This executes only once.

During that one iteration, cipher_state = .cleartext

Hence

ctd, ct = .{ record_decoder, record_ct },

which, by the subsequent switch, we know ct = .alert and, by logging, ctd = .{ .buf = { 2, 40 }, .idx = 0, .our_end = 0, their_end = 2, .cap = 2, .disable_reads = true }

Which is spooky to me, since, it means the first population of the record buffer is a TLS alert, seemingly before anything happens, but the data is well enough that none of the preceding errors occur.

Will analyse more and keep this thread posted in case anyone happens to have insight or, should I figure it out myself, whoever also gets this kind of issue can resolve it.

edit: so, on a working site, the first thing read is the record_header = {22, 3, 3, 0, 80} which, 22 = content_type = handshake, {3, 3} dropped, {0, 80} = record_length, where it then reads the next 80 bytes yielding a valid buffer. On a non-working site, the record_header = {21, 3, 3, 0, 2}, i.e. 21 = content_type = alert, {3, 3} dropped, {0, 2} = record_length, where it then reads the next 2 bytes yielding a valid alert buffer.
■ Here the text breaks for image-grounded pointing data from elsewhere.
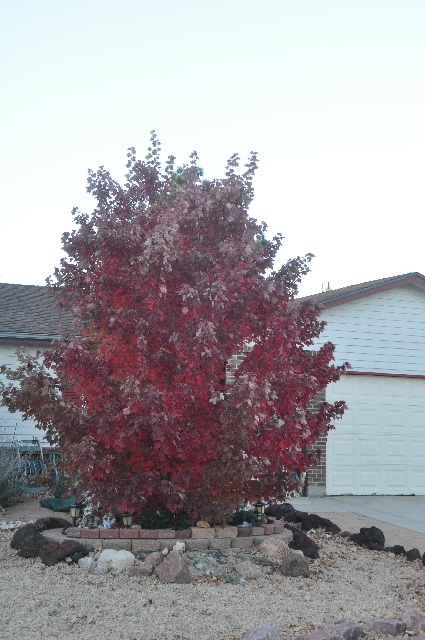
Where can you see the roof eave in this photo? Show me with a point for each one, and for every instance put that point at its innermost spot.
(408, 279)
(28, 336)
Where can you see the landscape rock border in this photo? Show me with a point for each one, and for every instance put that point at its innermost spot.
(412, 621)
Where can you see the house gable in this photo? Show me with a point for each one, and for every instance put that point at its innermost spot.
(380, 333)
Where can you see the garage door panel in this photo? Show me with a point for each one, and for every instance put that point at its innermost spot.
(396, 480)
(342, 480)
(417, 452)
(418, 482)
(379, 445)
(368, 479)
(369, 450)
(394, 451)
(343, 448)
(417, 422)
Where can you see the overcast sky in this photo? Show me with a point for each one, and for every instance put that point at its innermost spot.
(331, 93)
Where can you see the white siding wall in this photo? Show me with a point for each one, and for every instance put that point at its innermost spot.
(12, 423)
(382, 333)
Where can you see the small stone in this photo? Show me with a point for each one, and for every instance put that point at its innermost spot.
(295, 566)
(413, 554)
(166, 544)
(249, 570)
(244, 532)
(217, 544)
(85, 563)
(174, 569)
(199, 533)
(384, 626)
(121, 561)
(226, 532)
(98, 570)
(154, 559)
(265, 632)
(197, 545)
(414, 619)
(242, 543)
(342, 630)
(140, 571)
(273, 548)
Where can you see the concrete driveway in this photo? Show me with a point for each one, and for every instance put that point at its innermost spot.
(401, 518)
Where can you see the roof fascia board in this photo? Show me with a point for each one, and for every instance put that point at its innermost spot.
(27, 336)
(377, 288)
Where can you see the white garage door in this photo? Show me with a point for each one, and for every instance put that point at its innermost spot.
(379, 445)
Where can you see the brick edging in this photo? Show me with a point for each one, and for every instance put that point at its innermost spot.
(198, 540)
(191, 544)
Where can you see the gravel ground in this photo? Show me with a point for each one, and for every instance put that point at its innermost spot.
(346, 582)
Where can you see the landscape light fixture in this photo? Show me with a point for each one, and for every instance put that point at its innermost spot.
(259, 507)
(127, 520)
(74, 512)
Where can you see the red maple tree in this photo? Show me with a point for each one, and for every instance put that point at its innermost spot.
(167, 279)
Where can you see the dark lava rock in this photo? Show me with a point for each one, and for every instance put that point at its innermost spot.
(314, 521)
(295, 566)
(28, 542)
(28, 539)
(413, 554)
(369, 537)
(303, 543)
(44, 524)
(397, 550)
(279, 511)
(295, 516)
(54, 552)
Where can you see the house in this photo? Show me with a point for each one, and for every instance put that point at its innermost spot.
(29, 318)
(378, 447)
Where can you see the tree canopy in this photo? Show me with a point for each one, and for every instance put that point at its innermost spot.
(168, 278)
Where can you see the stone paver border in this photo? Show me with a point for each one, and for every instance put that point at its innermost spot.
(195, 538)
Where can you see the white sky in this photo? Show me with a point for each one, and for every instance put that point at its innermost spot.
(331, 93)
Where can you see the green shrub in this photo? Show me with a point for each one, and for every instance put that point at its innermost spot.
(12, 473)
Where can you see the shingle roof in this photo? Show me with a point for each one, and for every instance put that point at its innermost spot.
(364, 288)
(28, 311)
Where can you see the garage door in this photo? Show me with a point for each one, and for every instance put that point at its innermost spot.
(379, 445)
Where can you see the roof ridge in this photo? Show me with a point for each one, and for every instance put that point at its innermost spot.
(326, 296)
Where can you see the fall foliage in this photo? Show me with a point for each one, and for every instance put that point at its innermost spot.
(167, 279)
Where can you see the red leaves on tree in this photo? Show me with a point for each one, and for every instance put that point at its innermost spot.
(167, 279)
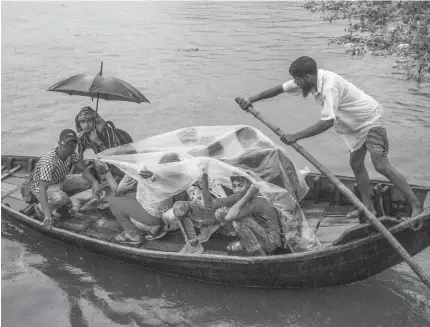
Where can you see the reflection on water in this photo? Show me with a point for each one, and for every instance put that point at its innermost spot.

However, that’s just it, this is the first input read on the input stream in the TLS client init. How can I be getting a TLS Alert as my very first message? (I did at least print out the bundle to make sure the cert bundle I was expecting was loaded, which it seemingly was).

I have yet to isolate which of the following yielded the positive change, but I ensured no session id was send on the client hello. I also ensured another cipher (a more archaic one) was include where it needed to be.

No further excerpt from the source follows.